I'm joining a small table (1,000 rows) against a large table (8M rows) in SQL Server 2008. The join uses a nonclustered covering index on the large table, and the join can produce three possible query plans. I'm trying to figure out which plan is better, but also I want to generalize this knowledge so next time I can better know what heuristics to use when looking at SQL I/O statistics.

Plan #1 is a loop join and emits statistics for the large table like this:

Scan count 2582, logical reads 35686, physical reads 1041, read-ahead reads 23052


Plan #2 is a merge join and emits statistics like this:

Scan count 1, logical reads 59034, physical reads 49, read-ahead reads 59004


Plan #3 is a hash join and emits statistics like this:

Scan count 3, logical reads 59011, physical reads 5, read-ahead reads 59010


The covering index is ordered by (ID, Date). The query returns data for about 50% of the IDs and, for each ID, returns a contiguous chunk of the most recent 3 months of data, which is usually about 1/4 or the rows for each ID. The query returns about 1/8 of the total rows in the index. In other words, the query is sparse but consistently so.

My assumption is that plan #1 is awful for this workload, because moving the disk head around 2,500 times (or even 1,041 times) is far more expensive than a sequential disk scan. I also assume that #3 and #2 have similar, sequential (and therefore more efficient) I/O patterns.

But is there a case where plan #1 is really best, where "best" means less impact on the I/O subsystem and less impact on other queries running concurrently?
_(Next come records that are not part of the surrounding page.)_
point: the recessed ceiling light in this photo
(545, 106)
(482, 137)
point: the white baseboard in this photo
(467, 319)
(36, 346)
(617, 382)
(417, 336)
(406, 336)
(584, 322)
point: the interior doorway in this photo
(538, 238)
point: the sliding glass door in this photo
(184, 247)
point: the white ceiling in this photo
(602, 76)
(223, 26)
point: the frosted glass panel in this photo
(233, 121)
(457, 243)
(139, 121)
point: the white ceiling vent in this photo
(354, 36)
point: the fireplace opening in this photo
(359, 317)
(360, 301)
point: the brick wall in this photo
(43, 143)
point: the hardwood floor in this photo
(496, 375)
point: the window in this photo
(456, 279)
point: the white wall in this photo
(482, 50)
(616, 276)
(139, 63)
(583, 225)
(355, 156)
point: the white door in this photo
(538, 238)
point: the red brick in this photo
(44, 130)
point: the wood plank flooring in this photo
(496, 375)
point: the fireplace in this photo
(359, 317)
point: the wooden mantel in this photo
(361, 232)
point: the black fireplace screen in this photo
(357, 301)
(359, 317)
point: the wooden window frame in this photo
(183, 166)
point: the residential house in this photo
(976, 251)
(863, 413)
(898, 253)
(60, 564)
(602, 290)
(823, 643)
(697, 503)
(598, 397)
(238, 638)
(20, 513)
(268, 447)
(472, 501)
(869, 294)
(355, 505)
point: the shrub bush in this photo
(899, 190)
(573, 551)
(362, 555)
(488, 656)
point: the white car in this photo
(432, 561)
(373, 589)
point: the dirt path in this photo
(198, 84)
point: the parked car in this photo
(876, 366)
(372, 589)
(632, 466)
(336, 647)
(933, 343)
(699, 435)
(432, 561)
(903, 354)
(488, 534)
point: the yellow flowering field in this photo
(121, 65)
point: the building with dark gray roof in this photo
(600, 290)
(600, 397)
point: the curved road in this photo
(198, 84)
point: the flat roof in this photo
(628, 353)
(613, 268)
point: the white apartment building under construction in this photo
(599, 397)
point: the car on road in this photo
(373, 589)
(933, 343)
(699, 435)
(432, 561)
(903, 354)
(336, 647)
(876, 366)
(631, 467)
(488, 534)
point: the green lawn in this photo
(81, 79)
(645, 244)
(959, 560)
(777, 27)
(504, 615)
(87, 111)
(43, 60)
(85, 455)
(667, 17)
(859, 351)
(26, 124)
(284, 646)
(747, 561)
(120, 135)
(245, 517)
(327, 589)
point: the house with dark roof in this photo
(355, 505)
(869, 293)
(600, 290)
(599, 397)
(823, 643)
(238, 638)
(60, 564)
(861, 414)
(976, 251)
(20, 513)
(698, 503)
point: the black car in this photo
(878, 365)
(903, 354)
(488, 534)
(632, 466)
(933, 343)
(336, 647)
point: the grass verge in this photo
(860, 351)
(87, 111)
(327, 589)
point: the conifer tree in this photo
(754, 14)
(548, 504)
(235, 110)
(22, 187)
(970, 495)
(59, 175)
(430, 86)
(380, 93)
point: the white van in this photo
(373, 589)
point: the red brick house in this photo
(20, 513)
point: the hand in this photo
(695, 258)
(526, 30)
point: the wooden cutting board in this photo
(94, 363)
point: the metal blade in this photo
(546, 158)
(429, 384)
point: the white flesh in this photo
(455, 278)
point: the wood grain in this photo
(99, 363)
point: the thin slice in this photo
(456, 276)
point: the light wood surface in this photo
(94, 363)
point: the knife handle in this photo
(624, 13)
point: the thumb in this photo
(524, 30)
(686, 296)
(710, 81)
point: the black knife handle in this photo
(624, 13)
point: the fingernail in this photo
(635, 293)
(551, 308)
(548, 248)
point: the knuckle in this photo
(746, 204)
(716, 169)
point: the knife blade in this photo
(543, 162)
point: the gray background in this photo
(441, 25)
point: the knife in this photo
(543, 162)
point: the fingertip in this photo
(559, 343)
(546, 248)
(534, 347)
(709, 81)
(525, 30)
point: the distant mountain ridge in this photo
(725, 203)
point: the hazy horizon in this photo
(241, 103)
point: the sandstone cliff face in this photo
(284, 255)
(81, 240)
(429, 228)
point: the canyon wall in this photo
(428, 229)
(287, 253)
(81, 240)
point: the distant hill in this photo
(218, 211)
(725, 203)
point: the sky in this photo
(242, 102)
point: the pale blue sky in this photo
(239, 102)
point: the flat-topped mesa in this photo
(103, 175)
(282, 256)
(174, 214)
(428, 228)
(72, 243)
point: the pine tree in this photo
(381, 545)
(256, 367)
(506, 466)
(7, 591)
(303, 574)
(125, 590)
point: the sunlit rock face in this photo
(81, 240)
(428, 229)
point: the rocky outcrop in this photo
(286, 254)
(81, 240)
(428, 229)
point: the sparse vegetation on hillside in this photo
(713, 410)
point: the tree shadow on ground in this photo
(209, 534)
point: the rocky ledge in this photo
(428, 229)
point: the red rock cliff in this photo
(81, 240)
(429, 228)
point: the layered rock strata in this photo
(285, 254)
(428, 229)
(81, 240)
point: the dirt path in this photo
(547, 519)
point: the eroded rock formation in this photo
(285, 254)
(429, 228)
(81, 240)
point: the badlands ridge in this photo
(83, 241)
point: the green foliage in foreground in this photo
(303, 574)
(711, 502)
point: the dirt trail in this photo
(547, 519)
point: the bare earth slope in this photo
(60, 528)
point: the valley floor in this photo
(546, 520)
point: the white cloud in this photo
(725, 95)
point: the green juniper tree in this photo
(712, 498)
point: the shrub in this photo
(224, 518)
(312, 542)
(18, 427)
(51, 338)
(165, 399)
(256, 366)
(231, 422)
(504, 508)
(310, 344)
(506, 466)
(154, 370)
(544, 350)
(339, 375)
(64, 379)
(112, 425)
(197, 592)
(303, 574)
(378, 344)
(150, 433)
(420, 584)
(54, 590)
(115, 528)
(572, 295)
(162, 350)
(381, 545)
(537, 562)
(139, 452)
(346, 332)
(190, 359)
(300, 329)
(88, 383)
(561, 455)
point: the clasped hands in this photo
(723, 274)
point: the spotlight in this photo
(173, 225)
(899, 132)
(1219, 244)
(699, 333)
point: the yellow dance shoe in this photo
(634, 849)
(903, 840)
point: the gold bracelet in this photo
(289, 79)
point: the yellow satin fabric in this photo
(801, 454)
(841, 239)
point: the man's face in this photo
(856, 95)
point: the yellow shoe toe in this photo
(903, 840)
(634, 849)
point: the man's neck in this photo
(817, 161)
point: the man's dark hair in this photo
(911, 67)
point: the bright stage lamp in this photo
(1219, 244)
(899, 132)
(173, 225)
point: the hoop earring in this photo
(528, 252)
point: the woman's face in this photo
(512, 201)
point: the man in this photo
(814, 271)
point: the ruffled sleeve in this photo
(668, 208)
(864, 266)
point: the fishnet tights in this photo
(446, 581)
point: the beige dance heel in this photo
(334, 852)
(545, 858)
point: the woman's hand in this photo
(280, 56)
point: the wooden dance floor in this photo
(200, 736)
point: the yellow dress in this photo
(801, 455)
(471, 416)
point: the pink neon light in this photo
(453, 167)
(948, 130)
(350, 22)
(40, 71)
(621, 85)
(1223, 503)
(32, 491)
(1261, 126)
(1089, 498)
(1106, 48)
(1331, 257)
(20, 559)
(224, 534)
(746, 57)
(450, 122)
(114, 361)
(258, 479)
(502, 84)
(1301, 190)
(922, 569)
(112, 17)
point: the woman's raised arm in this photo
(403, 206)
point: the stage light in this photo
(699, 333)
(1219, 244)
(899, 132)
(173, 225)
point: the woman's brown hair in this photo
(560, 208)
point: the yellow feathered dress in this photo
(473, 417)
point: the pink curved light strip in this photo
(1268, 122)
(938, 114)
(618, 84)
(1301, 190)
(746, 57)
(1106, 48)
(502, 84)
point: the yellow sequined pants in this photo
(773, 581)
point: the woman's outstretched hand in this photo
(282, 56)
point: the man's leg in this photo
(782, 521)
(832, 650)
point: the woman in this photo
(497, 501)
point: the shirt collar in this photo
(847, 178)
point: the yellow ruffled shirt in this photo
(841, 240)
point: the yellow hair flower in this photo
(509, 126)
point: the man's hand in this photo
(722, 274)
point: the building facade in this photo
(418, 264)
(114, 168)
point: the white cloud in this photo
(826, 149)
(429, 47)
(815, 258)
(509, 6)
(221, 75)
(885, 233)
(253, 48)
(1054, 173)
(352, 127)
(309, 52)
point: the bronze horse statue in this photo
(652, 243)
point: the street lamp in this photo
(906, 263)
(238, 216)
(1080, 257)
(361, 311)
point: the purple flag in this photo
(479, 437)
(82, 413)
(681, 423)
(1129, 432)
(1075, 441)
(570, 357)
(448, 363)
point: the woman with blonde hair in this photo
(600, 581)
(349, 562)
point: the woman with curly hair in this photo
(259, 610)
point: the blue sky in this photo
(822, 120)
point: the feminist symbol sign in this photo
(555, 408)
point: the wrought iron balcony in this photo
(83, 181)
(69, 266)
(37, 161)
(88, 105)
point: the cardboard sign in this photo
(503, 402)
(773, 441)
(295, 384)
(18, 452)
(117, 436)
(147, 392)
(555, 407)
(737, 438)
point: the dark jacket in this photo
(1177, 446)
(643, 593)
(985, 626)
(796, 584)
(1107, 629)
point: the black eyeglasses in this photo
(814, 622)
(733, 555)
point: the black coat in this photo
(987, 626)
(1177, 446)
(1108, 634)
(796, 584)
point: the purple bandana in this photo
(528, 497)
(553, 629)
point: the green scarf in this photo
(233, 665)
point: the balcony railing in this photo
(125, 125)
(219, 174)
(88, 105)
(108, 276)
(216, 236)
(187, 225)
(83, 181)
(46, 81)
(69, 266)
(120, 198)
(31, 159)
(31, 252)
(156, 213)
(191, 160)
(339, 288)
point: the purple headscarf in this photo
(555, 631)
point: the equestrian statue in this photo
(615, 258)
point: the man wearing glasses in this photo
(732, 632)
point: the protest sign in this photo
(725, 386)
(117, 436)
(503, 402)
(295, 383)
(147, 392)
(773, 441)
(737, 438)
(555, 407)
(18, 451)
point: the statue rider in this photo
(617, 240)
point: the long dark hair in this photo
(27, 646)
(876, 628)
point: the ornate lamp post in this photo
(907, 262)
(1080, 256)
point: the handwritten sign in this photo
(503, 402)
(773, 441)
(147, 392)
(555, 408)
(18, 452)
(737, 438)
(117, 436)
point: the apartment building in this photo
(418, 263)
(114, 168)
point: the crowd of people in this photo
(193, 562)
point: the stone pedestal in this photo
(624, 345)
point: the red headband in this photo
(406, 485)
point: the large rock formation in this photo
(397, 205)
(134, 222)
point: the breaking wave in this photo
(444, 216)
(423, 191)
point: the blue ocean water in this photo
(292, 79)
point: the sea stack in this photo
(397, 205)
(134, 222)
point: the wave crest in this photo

Or does it really depend on many variables like the kind of disk subsystem I have, index fragmentation, etc. If "it depends" are there any rules of thumb to approach the problem?

Solution

Here is the killer deal: it January it was costing $12k to buy 864GB of RAM. You can get a lot of bang for the buck by simply increasing the RAM of your server up to the point that you will never hit a physical read (after warm up, of course).

Other than that is really hard to give an black or white opinion about either of those data points you present. Sure plan #1 had most physical reads, but are you positive that all tests were done on similarly warmed up cache? Could it be that #1 warmed up the cache for #2, what is your test methodology to ensure all cases are considered on level ground? Even so, if you shell out $500 and double the RAM, would it matter any more? #1 does have the least logical reads...

But then #2 is probably benefit from a high DOP (that one scan can be parallel). Is the wall-clock time of #2 better that #1 after you added sufficient RAM?

How many of these plans run in parallel? Are there tens of queries requesting concurrently a significant memory grant for the hash of #3 and thus creating contention for the RESOURCE_SEMAPHORE? Is the #2 doing a sort and also requesting a memory grant? Will #1 work better since it requires no grant (at least from the info posted...)?

Is really really relative and the question you ask is more like finding one solution for a complex system of equations... there simply could be more that one solutions.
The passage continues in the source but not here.